「1回きりの10万円では足りない」「本当に支給されるの?」―。国民1人当たり10万円を支給する「特別定額給付金」の金額や使い道について、京都新聞社は双方向型報道「読者に応える」のLINE(ライン)に友だち登録している人を対象にアンケートを行ったところ「生活費に用いる」などの声が多く寄せられました。一方で、金額は「十分だ」が「少ない」を上回る結果でした。

 10万円の金額は「十分だ」が54・4%でしたが、「少ない」も45・5%ありました。使い道は「買い物」(37・1%)が最多の一方、給付金の支給が始まっていない自治体も多くあり「未定」(19・6%)が続きました。「貯金」が18・5%、これまで自粛が続いていた「旅行や外食」を挙げる人も11・7%いました。

 注目は自由記述欄です。10万円の金額に対して「足りない」という声が多く寄せられたほか、具体的な使い道では「生活費」を挙げた人が多くいました。

 金額について、滋賀県の40代女性は「夫の残業も自分の残業もなくなった。1回きりの10万円支給だけでは足りなくて、どうしていけばいいのかわからない」と苦しい心境をつづります。京都府の50代女性は「給料がない中で家のローンを払うには、1カ月10万円ではまかなえない」とします。

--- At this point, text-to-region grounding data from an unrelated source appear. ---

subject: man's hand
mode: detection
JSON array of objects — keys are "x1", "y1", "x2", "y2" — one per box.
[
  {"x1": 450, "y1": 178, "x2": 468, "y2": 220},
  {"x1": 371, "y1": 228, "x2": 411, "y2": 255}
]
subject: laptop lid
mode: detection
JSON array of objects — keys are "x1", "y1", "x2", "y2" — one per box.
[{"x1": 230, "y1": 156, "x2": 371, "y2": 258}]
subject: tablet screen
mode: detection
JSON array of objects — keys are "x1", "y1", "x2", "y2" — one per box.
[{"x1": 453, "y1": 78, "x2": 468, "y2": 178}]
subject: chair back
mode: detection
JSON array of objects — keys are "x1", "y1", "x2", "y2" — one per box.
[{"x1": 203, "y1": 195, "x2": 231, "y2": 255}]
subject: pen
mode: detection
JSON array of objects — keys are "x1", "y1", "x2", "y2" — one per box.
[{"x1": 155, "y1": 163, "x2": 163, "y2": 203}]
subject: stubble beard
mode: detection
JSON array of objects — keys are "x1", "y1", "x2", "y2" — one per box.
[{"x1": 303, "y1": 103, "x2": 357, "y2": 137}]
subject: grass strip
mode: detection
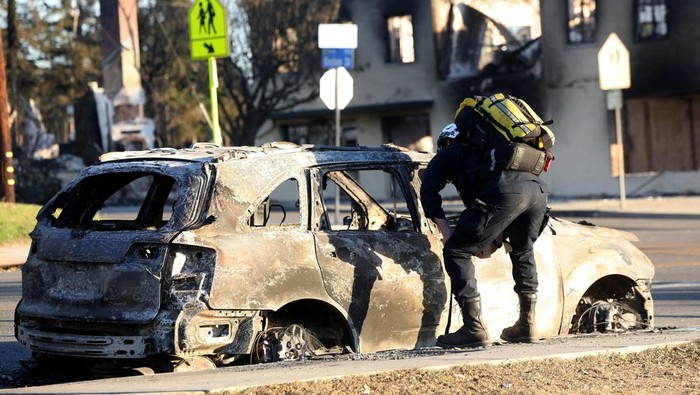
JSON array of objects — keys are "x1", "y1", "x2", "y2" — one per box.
[{"x1": 0, "y1": 203, "x2": 41, "y2": 245}]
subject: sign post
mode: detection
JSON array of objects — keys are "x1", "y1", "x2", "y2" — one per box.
[
  {"x1": 189, "y1": 0, "x2": 230, "y2": 146},
  {"x1": 598, "y1": 33, "x2": 631, "y2": 209},
  {"x1": 318, "y1": 23, "x2": 357, "y2": 223}
]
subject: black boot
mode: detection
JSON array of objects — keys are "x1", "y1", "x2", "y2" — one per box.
[
  {"x1": 436, "y1": 297, "x2": 491, "y2": 348},
  {"x1": 500, "y1": 293, "x2": 538, "y2": 343}
]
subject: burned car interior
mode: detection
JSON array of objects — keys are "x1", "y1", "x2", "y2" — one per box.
[
  {"x1": 319, "y1": 168, "x2": 416, "y2": 232},
  {"x1": 250, "y1": 179, "x2": 301, "y2": 228},
  {"x1": 15, "y1": 143, "x2": 655, "y2": 374}
]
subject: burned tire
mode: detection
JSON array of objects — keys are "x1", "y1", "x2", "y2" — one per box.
[
  {"x1": 254, "y1": 301, "x2": 353, "y2": 363},
  {"x1": 570, "y1": 275, "x2": 652, "y2": 334}
]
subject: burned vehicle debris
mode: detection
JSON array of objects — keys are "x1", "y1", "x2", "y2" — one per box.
[{"x1": 15, "y1": 143, "x2": 654, "y2": 372}]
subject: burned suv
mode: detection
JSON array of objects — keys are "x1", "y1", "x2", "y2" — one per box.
[{"x1": 15, "y1": 142, "x2": 654, "y2": 371}]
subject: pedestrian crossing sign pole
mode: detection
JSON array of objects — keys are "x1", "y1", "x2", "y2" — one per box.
[{"x1": 189, "y1": 0, "x2": 230, "y2": 146}]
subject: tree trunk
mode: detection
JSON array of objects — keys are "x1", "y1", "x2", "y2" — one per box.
[{"x1": 233, "y1": 110, "x2": 268, "y2": 146}]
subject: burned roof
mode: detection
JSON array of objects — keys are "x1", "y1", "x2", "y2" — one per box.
[{"x1": 97, "y1": 142, "x2": 434, "y2": 166}]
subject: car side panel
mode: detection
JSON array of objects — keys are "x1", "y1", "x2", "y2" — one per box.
[
  {"x1": 314, "y1": 231, "x2": 449, "y2": 353},
  {"x1": 188, "y1": 231, "x2": 334, "y2": 311},
  {"x1": 474, "y1": 228, "x2": 564, "y2": 340}
]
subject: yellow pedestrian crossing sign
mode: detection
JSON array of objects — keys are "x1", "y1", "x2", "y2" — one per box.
[{"x1": 189, "y1": 0, "x2": 229, "y2": 60}]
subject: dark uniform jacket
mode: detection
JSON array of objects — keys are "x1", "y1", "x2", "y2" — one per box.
[{"x1": 420, "y1": 142, "x2": 547, "y2": 220}]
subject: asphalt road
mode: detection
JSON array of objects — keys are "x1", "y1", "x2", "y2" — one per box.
[
  {"x1": 0, "y1": 271, "x2": 30, "y2": 389},
  {"x1": 0, "y1": 212, "x2": 697, "y2": 390}
]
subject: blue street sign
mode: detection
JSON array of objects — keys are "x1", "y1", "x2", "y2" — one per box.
[{"x1": 322, "y1": 48, "x2": 354, "y2": 70}]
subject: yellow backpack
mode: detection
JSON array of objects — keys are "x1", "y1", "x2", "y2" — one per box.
[{"x1": 455, "y1": 93, "x2": 555, "y2": 174}]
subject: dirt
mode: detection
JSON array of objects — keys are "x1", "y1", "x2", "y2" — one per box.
[{"x1": 225, "y1": 340, "x2": 700, "y2": 394}]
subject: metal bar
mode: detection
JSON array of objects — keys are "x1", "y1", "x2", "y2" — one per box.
[
  {"x1": 615, "y1": 106, "x2": 626, "y2": 208},
  {"x1": 334, "y1": 67, "x2": 341, "y2": 224},
  {"x1": 209, "y1": 57, "x2": 222, "y2": 146}
]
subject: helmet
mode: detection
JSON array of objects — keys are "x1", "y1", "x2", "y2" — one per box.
[{"x1": 437, "y1": 123, "x2": 460, "y2": 152}]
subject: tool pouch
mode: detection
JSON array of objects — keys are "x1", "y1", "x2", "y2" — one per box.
[{"x1": 503, "y1": 143, "x2": 546, "y2": 175}]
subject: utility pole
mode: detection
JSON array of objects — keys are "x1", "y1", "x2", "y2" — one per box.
[
  {"x1": 7, "y1": 0, "x2": 17, "y2": 114},
  {"x1": 0, "y1": 31, "x2": 16, "y2": 203}
]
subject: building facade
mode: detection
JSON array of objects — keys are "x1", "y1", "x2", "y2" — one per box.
[
  {"x1": 258, "y1": 0, "x2": 547, "y2": 198},
  {"x1": 540, "y1": 0, "x2": 700, "y2": 197}
]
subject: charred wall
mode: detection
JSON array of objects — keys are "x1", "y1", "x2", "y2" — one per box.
[
  {"x1": 539, "y1": 0, "x2": 700, "y2": 196},
  {"x1": 626, "y1": 2, "x2": 700, "y2": 98}
]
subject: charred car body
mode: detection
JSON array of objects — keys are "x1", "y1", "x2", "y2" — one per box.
[{"x1": 15, "y1": 143, "x2": 654, "y2": 370}]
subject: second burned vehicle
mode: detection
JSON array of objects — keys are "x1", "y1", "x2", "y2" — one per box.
[{"x1": 15, "y1": 143, "x2": 654, "y2": 372}]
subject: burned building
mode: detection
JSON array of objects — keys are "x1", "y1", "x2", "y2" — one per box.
[
  {"x1": 261, "y1": 0, "x2": 545, "y2": 200},
  {"x1": 540, "y1": 0, "x2": 700, "y2": 196},
  {"x1": 263, "y1": 0, "x2": 700, "y2": 197}
]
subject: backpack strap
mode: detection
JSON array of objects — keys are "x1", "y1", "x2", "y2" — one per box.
[{"x1": 512, "y1": 119, "x2": 554, "y2": 128}]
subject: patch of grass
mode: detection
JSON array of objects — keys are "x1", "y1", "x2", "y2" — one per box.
[
  {"x1": 0, "y1": 202, "x2": 41, "y2": 245},
  {"x1": 234, "y1": 341, "x2": 700, "y2": 395}
]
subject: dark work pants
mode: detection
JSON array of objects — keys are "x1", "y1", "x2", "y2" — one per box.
[{"x1": 443, "y1": 177, "x2": 548, "y2": 302}]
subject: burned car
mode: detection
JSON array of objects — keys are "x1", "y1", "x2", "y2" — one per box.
[{"x1": 15, "y1": 142, "x2": 654, "y2": 371}]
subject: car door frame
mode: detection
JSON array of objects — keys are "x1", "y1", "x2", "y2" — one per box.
[{"x1": 309, "y1": 162, "x2": 450, "y2": 352}]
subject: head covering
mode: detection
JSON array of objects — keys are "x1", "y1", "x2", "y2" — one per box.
[{"x1": 437, "y1": 123, "x2": 459, "y2": 152}]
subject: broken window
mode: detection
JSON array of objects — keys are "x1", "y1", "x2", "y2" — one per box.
[
  {"x1": 46, "y1": 172, "x2": 182, "y2": 231},
  {"x1": 635, "y1": 0, "x2": 667, "y2": 40},
  {"x1": 444, "y1": 5, "x2": 525, "y2": 79},
  {"x1": 250, "y1": 178, "x2": 302, "y2": 228},
  {"x1": 567, "y1": 0, "x2": 597, "y2": 44},
  {"x1": 319, "y1": 168, "x2": 416, "y2": 232},
  {"x1": 387, "y1": 15, "x2": 415, "y2": 63}
]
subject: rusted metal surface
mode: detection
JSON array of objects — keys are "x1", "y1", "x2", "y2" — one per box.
[{"x1": 15, "y1": 143, "x2": 655, "y2": 371}]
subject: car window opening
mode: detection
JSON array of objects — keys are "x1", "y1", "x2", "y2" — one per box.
[
  {"x1": 250, "y1": 178, "x2": 301, "y2": 228},
  {"x1": 48, "y1": 172, "x2": 180, "y2": 231},
  {"x1": 320, "y1": 169, "x2": 416, "y2": 232}
]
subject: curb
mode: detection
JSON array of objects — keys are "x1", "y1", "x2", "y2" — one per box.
[{"x1": 4, "y1": 330, "x2": 698, "y2": 394}]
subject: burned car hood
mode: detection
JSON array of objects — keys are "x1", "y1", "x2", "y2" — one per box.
[{"x1": 549, "y1": 216, "x2": 639, "y2": 241}]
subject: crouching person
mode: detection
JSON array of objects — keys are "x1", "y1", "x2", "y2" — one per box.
[{"x1": 420, "y1": 123, "x2": 549, "y2": 348}]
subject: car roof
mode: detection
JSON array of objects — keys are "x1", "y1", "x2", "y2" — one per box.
[{"x1": 97, "y1": 142, "x2": 434, "y2": 166}]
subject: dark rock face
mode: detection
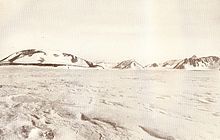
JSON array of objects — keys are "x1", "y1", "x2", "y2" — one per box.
[
  {"x1": 17, "y1": 125, "x2": 32, "y2": 138},
  {"x1": 38, "y1": 57, "x2": 45, "y2": 63},
  {"x1": 9, "y1": 49, "x2": 46, "y2": 63},
  {"x1": 62, "y1": 53, "x2": 78, "y2": 63},
  {"x1": 44, "y1": 129, "x2": 54, "y2": 139},
  {"x1": 84, "y1": 60, "x2": 104, "y2": 69},
  {"x1": 151, "y1": 63, "x2": 158, "y2": 67},
  {"x1": 162, "y1": 63, "x2": 168, "y2": 67}
]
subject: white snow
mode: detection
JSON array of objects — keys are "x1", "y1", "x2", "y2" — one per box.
[{"x1": 0, "y1": 67, "x2": 220, "y2": 140}]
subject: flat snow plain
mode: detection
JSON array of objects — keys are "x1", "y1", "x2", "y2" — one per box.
[{"x1": 0, "y1": 66, "x2": 220, "y2": 140}]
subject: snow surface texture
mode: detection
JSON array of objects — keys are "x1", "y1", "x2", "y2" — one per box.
[{"x1": 0, "y1": 67, "x2": 220, "y2": 140}]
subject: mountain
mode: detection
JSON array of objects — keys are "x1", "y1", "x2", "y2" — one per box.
[
  {"x1": 145, "y1": 63, "x2": 159, "y2": 68},
  {"x1": 113, "y1": 59, "x2": 144, "y2": 70},
  {"x1": 174, "y1": 55, "x2": 220, "y2": 70},
  {"x1": 145, "y1": 59, "x2": 181, "y2": 69},
  {"x1": 145, "y1": 55, "x2": 220, "y2": 70},
  {"x1": 0, "y1": 49, "x2": 103, "y2": 69}
]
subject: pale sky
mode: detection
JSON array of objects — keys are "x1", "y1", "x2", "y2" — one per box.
[{"x1": 0, "y1": 0, "x2": 220, "y2": 65}]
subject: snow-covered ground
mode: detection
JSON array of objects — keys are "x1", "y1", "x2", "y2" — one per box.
[{"x1": 0, "y1": 67, "x2": 220, "y2": 140}]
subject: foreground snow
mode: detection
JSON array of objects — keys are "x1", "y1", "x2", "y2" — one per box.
[{"x1": 0, "y1": 67, "x2": 220, "y2": 140}]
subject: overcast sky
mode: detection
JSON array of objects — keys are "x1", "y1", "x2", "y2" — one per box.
[{"x1": 0, "y1": 0, "x2": 220, "y2": 65}]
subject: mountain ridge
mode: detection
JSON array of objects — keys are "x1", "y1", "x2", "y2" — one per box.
[
  {"x1": 0, "y1": 50, "x2": 220, "y2": 70},
  {"x1": 145, "y1": 55, "x2": 220, "y2": 70}
]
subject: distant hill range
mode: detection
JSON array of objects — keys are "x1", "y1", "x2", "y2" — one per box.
[
  {"x1": 0, "y1": 50, "x2": 219, "y2": 70},
  {"x1": 0, "y1": 49, "x2": 103, "y2": 69},
  {"x1": 145, "y1": 55, "x2": 220, "y2": 70}
]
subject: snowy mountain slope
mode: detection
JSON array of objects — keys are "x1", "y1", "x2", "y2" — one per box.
[
  {"x1": 145, "y1": 63, "x2": 159, "y2": 68},
  {"x1": 145, "y1": 59, "x2": 181, "y2": 69},
  {"x1": 174, "y1": 55, "x2": 220, "y2": 70},
  {"x1": 0, "y1": 49, "x2": 103, "y2": 69},
  {"x1": 113, "y1": 59, "x2": 144, "y2": 70},
  {"x1": 95, "y1": 61, "x2": 117, "y2": 69},
  {"x1": 161, "y1": 59, "x2": 182, "y2": 68}
]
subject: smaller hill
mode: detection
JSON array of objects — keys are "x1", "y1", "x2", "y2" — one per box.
[{"x1": 113, "y1": 59, "x2": 144, "y2": 70}]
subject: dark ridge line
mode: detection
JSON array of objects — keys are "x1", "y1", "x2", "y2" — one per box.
[
  {"x1": 0, "y1": 63, "x2": 103, "y2": 68},
  {"x1": 0, "y1": 53, "x2": 14, "y2": 62},
  {"x1": 173, "y1": 60, "x2": 184, "y2": 69},
  {"x1": 0, "y1": 49, "x2": 46, "y2": 63}
]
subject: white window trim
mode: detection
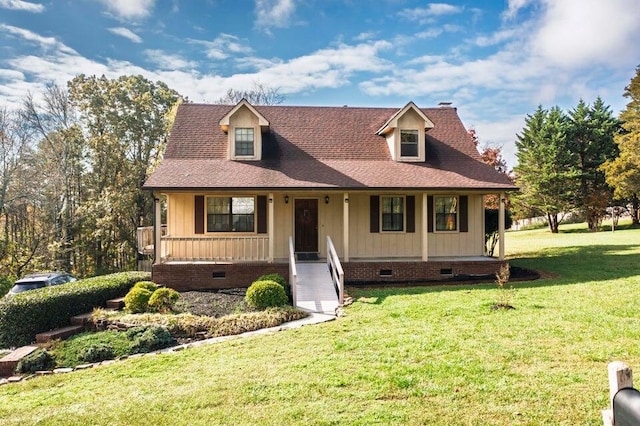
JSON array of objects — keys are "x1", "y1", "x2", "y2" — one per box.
[
  {"x1": 231, "y1": 126, "x2": 258, "y2": 160},
  {"x1": 433, "y1": 195, "x2": 459, "y2": 233},
  {"x1": 380, "y1": 195, "x2": 406, "y2": 233},
  {"x1": 399, "y1": 129, "x2": 420, "y2": 159},
  {"x1": 205, "y1": 195, "x2": 257, "y2": 234}
]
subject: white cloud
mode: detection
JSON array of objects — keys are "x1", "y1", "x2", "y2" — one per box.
[
  {"x1": 190, "y1": 34, "x2": 253, "y2": 60},
  {"x1": 531, "y1": 0, "x2": 640, "y2": 69},
  {"x1": 398, "y1": 3, "x2": 462, "y2": 24},
  {"x1": 502, "y1": 0, "x2": 533, "y2": 20},
  {"x1": 474, "y1": 29, "x2": 517, "y2": 47},
  {"x1": 143, "y1": 49, "x2": 197, "y2": 70},
  {"x1": 254, "y1": 0, "x2": 295, "y2": 32},
  {"x1": 0, "y1": 24, "x2": 77, "y2": 54},
  {"x1": 0, "y1": 0, "x2": 44, "y2": 12},
  {"x1": 108, "y1": 27, "x2": 142, "y2": 43},
  {"x1": 354, "y1": 31, "x2": 376, "y2": 41},
  {"x1": 98, "y1": 0, "x2": 155, "y2": 21}
]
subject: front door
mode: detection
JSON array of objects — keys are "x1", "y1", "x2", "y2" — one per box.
[{"x1": 295, "y1": 199, "x2": 318, "y2": 253}]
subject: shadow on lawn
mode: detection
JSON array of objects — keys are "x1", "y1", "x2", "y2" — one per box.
[{"x1": 347, "y1": 243, "x2": 640, "y2": 303}]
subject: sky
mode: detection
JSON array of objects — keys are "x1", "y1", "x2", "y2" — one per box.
[{"x1": 1, "y1": 0, "x2": 639, "y2": 167}]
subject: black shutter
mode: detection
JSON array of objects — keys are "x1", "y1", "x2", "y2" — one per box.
[
  {"x1": 257, "y1": 195, "x2": 267, "y2": 234},
  {"x1": 406, "y1": 196, "x2": 415, "y2": 233},
  {"x1": 195, "y1": 195, "x2": 204, "y2": 234},
  {"x1": 459, "y1": 195, "x2": 468, "y2": 232},
  {"x1": 427, "y1": 195, "x2": 434, "y2": 233},
  {"x1": 370, "y1": 195, "x2": 380, "y2": 233}
]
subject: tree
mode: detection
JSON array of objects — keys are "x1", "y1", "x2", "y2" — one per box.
[
  {"x1": 601, "y1": 65, "x2": 640, "y2": 225},
  {"x1": 20, "y1": 84, "x2": 86, "y2": 273},
  {"x1": 68, "y1": 75, "x2": 182, "y2": 273},
  {"x1": 215, "y1": 82, "x2": 284, "y2": 105},
  {"x1": 513, "y1": 106, "x2": 578, "y2": 233},
  {"x1": 567, "y1": 97, "x2": 619, "y2": 231}
]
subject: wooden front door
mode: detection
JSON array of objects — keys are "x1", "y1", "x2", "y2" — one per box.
[{"x1": 295, "y1": 199, "x2": 318, "y2": 253}]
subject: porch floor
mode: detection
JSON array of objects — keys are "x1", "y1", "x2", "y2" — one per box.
[{"x1": 295, "y1": 263, "x2": 339, "y2": 315}]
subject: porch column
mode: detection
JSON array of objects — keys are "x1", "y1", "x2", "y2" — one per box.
[
  {"x1": 498, "y1": 192, "x2": 505, "y2": 260},
  {"x1": 422, "y1": 193, "x2": 429, "y2": 261},
  {"x1": 268, "y1": 192, "x2": 274, "y2": 263},
  {"x1": 343, "y1": 193, "x2": 349, "y2": 262},
  {"x1": 153, "y1": 193, "x2": 162, "y2": 265}
]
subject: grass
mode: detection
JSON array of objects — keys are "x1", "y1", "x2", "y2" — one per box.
[
  {"x1": 49, "y1": 331, "x2": 132, "y2": 367},
  {"x1": 1, "y1": 221, "x2": 639, "y2": 425}
]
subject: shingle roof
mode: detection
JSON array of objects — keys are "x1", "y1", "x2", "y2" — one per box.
[{"x1": 144, "y1": 103, "x2": 516, "y2": 191}]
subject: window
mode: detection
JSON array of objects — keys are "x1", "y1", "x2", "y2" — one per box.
[
  {"x1": 207, "y1": 197, "x2": 255, "y2": 232},
  {"x1": 435, "y1": 196, "x2": 457, "y2": 231},
  {"x1": 234, "y1": 128, "x2": 254, "y2": 156},
  {"x1": 400, "y1": 129, "x2": 419, "y2": 157},
  {"x1": 381, "y1": 196, "x2": 404, "y2": 231}
]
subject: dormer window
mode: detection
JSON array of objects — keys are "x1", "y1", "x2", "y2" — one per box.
[
  {"x1": 234, "y1": 128, "x2": 255, "y2": 157},
  {"x1": 400, "y1": 130, "x2": 419, "y2": 157},
  {"x1": 219, "y1": 99, "x2": 269, "y2": 161},
  {"x1": 376, "y1": 101, "x2": 434, "y2": 163}
]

 政府に対して「10万円1回だけの給付金では生活が困窮する家庭がある」(京都府の60代男性)などと、さらなる給付の要望もありました。

 「給与や収入がないため生活費に充てる」も目立ち、京都府の50代男性は「職場が7月まで休業するので、6月の給与だと思い生活費に充てる。とはいえ、かなり節制した生活になります」と明かした人もいました。

 また支給の遅さを指摘する声もあり、京都府の50代女性は「まだ申請用紙が届いていないので実感が薄いです。アベノマスクすら届いてないんで、本当に支給されるの?と言う感じ」と率直な心境を記します。「アベノマスクおよび給付金はなかなか届かないが自動車税の請求書はきっちりくる。どないなっとるんや この国は」(京都府の50代男性)と怒りを隠しきれないコメントも見られました。

 一方で「私自身は、10万円で十分です。国民全員でなく本当に必要なところへ使ってもらった方がよいと思っています」(京都府の50代女性)といった意見もあった。